A Wry Clown Billy Carter, 1937-1988

  • Billy Carter knew a lot about tragedy and comedy. Among many other things, his father died when he was a teenager, and his older brother's accomplishments became a terrible burden. Yet when life crowded him, as it did so often, Billy, intelligent, sensitive, shy and insecure, would hide behind the mask of the clown. Last week Billy was buried in the red Georgia earth near Plains, his beloved hometown. His friends and family -- including brother Jimmy, the former President -- were there. They knew, if the rest of the world did not, what they had lost.

    Billy died of pancreatic cancer, the same disease that claimed his father in 1953 and his sister Ruth in 1983. He was 51. The cancer and a year of experimental treatments had taken a fearful physical toll. But, having already overcome so much in his life, he retained his humor and irony almost to the end.
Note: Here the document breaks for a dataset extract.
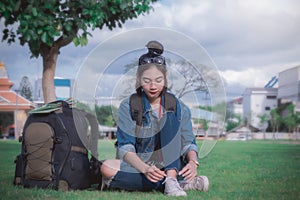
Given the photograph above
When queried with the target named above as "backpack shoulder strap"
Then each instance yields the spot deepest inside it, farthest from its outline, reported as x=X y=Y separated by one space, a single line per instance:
x=170 y=102
x=136 y=108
    When Jimmy Carter was running for President in 1976, proclaiming his honesty, Billy said, "I'm the only Carter who'll never lie to you." Another time he said, "My mother joined the Peace Corps when she was 70, my sister Gloria is a motorcycle racer, my other sister Ruth is a Holy Roller preacher, and my brother thinks he's going to be President of the United States. I'm really the only normal one in the family." Billy worked hard for Jimmy's election, but afterward the hucksters in Plains appalled him. "Maybe we should just put a tent over the entire town," he said, "and declare the whole f------ thing a circus."

    Soon enough he was the circus. When a presidential blind trust effectively cut him out of the Carter warehouse business that he had run for years, Billy began drinking heavily. He ran for mayor of Plains, and was defeated. To pay back taxes, he had to sell his property, even the filling station -- "the only thing that was really mine." He became a registered agent for Muammar Gaddafi's regime in Libya, with a $220,000 Libyan "loan."

    The clown had ceased to be funny. He was successfully treated for alcoholism, moved out of Plains, took a job with a mobile-home company and tried to resume a normal life. Then came the cancer. In a sense, though, it wasn't his body that defeated him; it was the outside world. As Jimmy Carter wrote in his memoir, "He was the president's brother, and therefore fair game."